The materials are available on the web and are scheduled to be discussed at the Planning Board meeting on March 22.
http://www.cambridgema.gov/CDD/zoninganddevelopment/planningboard/planningboardmeetings


30th Annual Cambridge CityRun 5-Miler Road Race and 3-Mile Walk — Sunday, April 3, 2016
Reporting Time: 8:30-10:00am; Starting Time: 10:30am; Start/Finish: Russell Youth Center, 680 Huron Avenue

The scenic, flat, tree-lined course starts and finishes at the Russell Youth Center, 680 Huron Ave. Two miles into the race, the course runs along the perimeter of the Fresh Pond Reservoir – away from cars and distraction. The chip-timed race has been Race measured and certified by the officials at the U.S.A.T.F.

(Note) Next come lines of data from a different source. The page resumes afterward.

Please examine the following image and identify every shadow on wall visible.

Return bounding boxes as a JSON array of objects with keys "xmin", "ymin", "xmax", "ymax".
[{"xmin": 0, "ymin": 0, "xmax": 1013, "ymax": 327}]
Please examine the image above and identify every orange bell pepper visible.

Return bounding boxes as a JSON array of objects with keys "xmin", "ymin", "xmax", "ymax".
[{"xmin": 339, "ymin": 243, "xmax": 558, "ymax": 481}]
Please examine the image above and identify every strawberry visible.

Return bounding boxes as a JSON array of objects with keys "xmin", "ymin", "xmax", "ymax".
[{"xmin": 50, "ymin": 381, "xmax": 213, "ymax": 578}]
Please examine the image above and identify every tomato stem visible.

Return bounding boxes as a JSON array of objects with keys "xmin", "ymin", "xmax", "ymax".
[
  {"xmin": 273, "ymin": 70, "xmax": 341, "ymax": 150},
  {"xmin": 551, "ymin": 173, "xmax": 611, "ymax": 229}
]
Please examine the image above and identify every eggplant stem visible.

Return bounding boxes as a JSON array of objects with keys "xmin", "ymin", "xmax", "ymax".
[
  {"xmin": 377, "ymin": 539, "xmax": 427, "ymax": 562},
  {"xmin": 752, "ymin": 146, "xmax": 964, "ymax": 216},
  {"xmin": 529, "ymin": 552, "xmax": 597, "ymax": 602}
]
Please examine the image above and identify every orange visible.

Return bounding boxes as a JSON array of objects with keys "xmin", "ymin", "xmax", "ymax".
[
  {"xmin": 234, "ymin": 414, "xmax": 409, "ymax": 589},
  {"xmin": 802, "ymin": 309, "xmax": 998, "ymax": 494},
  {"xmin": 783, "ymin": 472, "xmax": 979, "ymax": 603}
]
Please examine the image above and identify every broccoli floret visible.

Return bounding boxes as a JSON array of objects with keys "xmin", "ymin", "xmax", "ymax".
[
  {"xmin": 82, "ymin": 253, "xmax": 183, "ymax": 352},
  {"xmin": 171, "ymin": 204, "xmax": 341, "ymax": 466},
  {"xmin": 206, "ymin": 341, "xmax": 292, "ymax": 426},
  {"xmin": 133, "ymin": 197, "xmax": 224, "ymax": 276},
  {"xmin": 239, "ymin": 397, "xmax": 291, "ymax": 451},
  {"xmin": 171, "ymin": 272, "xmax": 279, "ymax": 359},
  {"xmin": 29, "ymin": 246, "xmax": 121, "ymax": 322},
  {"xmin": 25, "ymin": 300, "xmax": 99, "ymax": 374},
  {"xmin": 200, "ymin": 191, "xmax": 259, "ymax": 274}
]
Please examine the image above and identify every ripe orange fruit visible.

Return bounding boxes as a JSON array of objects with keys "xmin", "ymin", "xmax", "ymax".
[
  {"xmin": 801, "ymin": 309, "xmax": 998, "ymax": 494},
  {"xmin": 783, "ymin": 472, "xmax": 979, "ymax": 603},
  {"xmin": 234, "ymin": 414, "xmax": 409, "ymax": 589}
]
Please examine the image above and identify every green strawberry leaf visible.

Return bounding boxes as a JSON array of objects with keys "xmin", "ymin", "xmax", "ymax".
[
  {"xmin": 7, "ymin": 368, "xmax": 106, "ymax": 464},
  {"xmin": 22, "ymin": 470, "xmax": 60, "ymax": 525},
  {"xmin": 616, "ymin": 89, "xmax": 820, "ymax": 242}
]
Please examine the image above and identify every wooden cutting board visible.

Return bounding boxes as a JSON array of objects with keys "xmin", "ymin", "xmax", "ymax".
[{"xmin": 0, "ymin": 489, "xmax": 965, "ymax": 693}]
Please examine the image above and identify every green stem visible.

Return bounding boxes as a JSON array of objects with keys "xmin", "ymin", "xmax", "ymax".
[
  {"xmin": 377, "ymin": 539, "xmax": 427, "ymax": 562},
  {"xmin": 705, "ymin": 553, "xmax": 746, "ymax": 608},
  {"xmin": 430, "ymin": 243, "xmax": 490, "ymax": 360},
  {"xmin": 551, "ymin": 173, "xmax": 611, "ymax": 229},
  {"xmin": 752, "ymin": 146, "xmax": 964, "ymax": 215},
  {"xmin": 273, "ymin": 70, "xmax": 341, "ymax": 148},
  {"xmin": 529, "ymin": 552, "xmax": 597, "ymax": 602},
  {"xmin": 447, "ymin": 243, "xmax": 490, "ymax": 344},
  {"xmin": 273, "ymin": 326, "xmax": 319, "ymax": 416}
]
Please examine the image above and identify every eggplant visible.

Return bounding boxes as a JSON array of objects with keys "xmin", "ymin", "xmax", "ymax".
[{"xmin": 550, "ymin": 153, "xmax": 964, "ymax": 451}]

Entry Fee: $30 on or before Saturday, March 19, $35 after.

Register online at www.cambridgecityrun.com. Free Short-Sleeve shirt to the first 1,000 pre-entrants. Participants can also register in person at Marathon Sports, 1654 Mass. Ave., Cambridge.

On Sunday, April 3, interested participants can register at the event at the Russell Youth Center, 680 Huron Avenue, Cambridge from 8:30am-10:00am. The race and walk will start promptly at 10:30am.

RACE ROUTE: Depart from 695 Huron Ave., turn right on Grove, right on Blanchard, right Concord Avenue, right on Fresh Pond Parkway to right into Cambridge Water Department, right onto Fresh Pond Reservoir Loop, right onto Fresh Pond Parkway, right on to Huron Ave.


Cambridge Building Permit Information Session
Monday, April 11, 6-8pm at the Inspectional Services Department, 831 Mass. Ave.

Mar 16, 2016 – The City of Cambridge Inspectional Services Department is offering a free, informational Question & Answer session on renovations and construction requirements for Cambridge residents Monday, April 11, from 6-8pm, at the Inspectional Services Department, 831 Mass. Ave. Topics to be reviewed include:

  • How do I Apply for a Permit for Renovation?
  • When do I Need a Permit for Construction?
  • Questions to Ask Prospective Contractors
  • Should I have a Contract? What Should Contract Include?